Today at the Paris Air Show, ESA and Inmarsat moved closer to the implementation of Alphasat, the first satellite based on Alphabus, the new European telecommunications platform.Alphabus is a programme initiated by ESA and CNES to jointly develop a product through a project industrial team made of EADS Astrium and Thales Alenia Space. It is a new multi-purpose platform for the high-power payload communications satellite market.
Alphasat will be the satellite using the Alphabus proto-flight platform, achieving in-orbit validation of the platform through a commercial operator.
At Le Bourget, ESA and Inmarsat announced the signature of a Memorandum of Understanding (MoU), which is a step towards confirming Inmarsat as the first customer for the Alphabus platform.
Inmarsat intends to fly an extended L- band payload, in parallel to and supporting its existing world-leading global mobile satellite services. This Inmarsat mission definition is based around multimedia mobile services already provided by the current Inmarsat IV satellites through Broadband Global Area Network (BGAN).

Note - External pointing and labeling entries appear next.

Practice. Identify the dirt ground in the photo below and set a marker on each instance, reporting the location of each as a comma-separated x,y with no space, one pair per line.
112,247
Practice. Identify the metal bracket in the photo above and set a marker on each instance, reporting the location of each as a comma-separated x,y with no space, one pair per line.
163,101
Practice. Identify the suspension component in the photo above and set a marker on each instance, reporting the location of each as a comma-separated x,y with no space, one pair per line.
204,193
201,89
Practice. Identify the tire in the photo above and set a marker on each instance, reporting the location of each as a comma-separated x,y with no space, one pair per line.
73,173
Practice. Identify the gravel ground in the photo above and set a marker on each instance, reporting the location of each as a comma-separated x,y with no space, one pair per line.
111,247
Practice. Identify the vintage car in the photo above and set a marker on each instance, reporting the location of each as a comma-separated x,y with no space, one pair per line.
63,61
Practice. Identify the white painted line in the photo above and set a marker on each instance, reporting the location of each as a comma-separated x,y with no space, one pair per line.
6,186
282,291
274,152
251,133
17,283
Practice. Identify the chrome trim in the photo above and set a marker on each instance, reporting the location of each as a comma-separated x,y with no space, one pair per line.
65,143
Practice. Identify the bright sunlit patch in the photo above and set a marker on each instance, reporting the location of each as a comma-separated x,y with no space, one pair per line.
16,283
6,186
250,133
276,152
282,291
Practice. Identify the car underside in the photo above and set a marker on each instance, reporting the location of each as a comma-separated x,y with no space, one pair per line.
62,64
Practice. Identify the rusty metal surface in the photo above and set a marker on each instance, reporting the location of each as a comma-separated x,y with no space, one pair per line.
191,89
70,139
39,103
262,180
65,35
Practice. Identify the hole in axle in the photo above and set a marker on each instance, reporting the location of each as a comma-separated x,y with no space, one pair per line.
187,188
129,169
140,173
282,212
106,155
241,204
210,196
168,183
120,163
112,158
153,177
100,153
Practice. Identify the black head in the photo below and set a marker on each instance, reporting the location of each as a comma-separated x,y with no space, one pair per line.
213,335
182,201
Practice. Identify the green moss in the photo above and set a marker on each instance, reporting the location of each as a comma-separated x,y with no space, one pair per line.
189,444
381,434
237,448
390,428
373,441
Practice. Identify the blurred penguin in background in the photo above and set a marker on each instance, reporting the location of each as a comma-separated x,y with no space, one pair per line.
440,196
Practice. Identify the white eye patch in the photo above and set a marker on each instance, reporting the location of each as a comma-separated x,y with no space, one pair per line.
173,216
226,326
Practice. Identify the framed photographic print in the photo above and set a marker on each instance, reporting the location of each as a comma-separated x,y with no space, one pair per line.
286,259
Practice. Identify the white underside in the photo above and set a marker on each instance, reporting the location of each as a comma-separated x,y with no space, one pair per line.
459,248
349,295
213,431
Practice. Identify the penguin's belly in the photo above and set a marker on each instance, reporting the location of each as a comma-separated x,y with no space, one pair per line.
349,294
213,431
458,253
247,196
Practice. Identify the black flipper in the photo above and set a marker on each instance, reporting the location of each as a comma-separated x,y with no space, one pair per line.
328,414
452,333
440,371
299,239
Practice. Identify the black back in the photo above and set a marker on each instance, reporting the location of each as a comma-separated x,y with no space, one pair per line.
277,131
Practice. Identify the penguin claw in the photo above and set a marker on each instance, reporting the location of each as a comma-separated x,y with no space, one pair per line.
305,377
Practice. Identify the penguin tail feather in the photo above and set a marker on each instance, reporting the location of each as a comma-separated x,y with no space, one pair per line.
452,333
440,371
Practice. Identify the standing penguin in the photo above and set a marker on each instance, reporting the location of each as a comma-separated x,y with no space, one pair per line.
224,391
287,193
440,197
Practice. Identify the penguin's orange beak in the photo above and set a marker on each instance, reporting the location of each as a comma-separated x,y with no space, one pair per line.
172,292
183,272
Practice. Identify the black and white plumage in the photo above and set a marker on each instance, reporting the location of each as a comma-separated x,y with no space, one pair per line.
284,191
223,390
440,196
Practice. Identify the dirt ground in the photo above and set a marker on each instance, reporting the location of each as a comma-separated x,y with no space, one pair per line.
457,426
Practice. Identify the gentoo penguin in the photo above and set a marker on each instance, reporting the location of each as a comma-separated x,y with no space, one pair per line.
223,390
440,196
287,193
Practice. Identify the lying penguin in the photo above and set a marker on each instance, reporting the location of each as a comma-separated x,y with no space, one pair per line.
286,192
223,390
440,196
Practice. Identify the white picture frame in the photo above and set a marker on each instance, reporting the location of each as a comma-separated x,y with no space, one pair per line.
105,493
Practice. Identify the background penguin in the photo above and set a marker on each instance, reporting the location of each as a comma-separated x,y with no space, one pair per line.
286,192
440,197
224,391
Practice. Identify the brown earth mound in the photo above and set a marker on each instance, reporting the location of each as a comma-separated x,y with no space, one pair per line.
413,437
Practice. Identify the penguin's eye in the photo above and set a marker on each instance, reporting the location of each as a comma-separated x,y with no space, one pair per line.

The satellite will be positioned at 25 degrees east, with its coverage centred over Africa and providing additional coverage to Europe, the Middle-East and parts of Asia.
|Implementation of this Geo-mobile application will use the Alphabus platform design in a configuration that requires a 90 degree change to the satellite flight orientation to improve accommodation of the feed/reflector configuration and allow the embarkation of a large deployable reflector. Both of these capabilities will be offered as options in the Alphabus portfolio.|
Alphasat configured for the Inmarsat XL mission
In addition, Alphasat will embark three ESA-provided technology demonstration payloads: an advanced star tracker using active pixel technology, an optical laser terminal for geostationary to low-Earth orbit communication at high data rates, and a dedicated payload for the characterisation of transmission performance in the Q-V band in preparation for possible commercial exploitation of these frequencies.
The Alphasat programme meets the diverse but mutually compatible goals of all the parties, such as the first flight and in-orbit verification of Alphabus and the implementation of an advanced L-band operational payload, which will supplement the existing Inmarsat satellite constellation and offer the opportunity for new and advanced services.
Negotiations to conclude the contract are continuing and are intended to allow the commencement of the Alphasat programme by the third quarter of 2007 with a launch targeted by 2011.